Memoize and Cache functions in JavaScript

December 09, 2020
JavaScript, Cache

Today I’m going to write about memoizing or caching functions in JavaScript. But what exactly is Memoization? And in what differs from caching?

Memoization

To put it simple Memoization is a special case of caching, therefore it’s useful every single time we have to perform expensive operations. Increasing the space cost of a function it decreases its time cost. Any function can be memoized, if it’s referentially transparent (i.e. replacing the execution of the function with the expected result - or viceversa - does not change the behaviour of the program). This is always true when dealing with pure functions, where there are no side effects - the function return just a value and does not interact with something outside of its scope - and where given the same input you get always the same output.

Memoize a function in JS - a functional approach

There are many different JS libraries to use memoization in our projects, but listing them is not the purpose of this post: I think that it’s more important to know the basics that stand behind them. In functional programming, functions are first class citizens and you can compose them in different ways. To memoize a not memoized function we use a Higher order Function: a function that returns a function.
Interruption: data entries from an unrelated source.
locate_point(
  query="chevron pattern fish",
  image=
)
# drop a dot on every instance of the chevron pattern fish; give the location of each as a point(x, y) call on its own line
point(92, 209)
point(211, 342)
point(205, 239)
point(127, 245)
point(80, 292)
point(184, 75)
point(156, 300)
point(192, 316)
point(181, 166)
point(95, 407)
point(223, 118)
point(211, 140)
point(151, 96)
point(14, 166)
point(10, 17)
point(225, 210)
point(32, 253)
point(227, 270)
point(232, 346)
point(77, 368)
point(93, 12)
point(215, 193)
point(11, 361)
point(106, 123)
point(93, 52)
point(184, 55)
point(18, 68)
In this specific case the input of this HoF will be the function that we want to have memoized, the output will be the memoized function. For instance:

function veryExpensiveFn() {
  /* some expensive calculation*/
}

const veryExpensiveFnMemoized = memoize(veryExpensiveFn)
veryExpensiveFnMemoized() // expensive calculation performed
veryExpensiveFnMemoized() // result retrieved from cache and calculation not performed

We can write in just a few lines of codes a very simple memoize function that works fine for synchronous functions with simple inputs:

memoize.js

export function memoize(fnToMemoize) {
  const cache = {}

  return function memoizedFn(...inputs) {
    const key = JSON.stringify(inputs)
    if (cache[key]) {
      return cache[key]
    } else {
      cache[key] = fnToMemoize(...inputs)
    }
    return cache[key]
  }
}

In this example we take advantage of the closures to have a cache object that will store the result of the different function calls. To lookup the result we use a simple method to generate the cache key: with JSON.stringify you can create a unique key for each JSON equivalent input, so it works only if inputs are simple variables that can be represented as JSON without losing informations. This cache key creation is not suitable if, for example, the function that we want to memoize takes as input, objects that will perform operations (functions can not be serialized into a JSON object):

import { memoize } from 'memoize'

const obj1 = {
  operation() {
    return 1
  },
}
const obj2 = {
  operation() {
    return 2
  },
}

function fnToMemoize(objWithXMethod) {
  return objWithXMethod.operation()
}

const fnMemoized = memoize(fnToMemoize)

fnMemoized(obj1) === fnMemoized(obj2) // true, but it shouldn't

With our memoize function we can now have other functions memoized, this is something you can test as well:

import { memoize } from 'memoize'

function longOperation(initialValue) {
  console.log('long operation started')

  let result = initialValue
  for (let i = 0; i < 20_000_000; i++) {
    result += i
  }

  console.log('long operation ended')

  return result
}

const longOperationMemo = memoize(longOperation)

longOperationMemo(2)
// long operation started
// long operation ended
// -> 199999990000002

longOperationMemo(2)
// -> 199999990000002

Just remember: with this optimization we are decreasing the function time cost and in exchange we are increasing its space cost.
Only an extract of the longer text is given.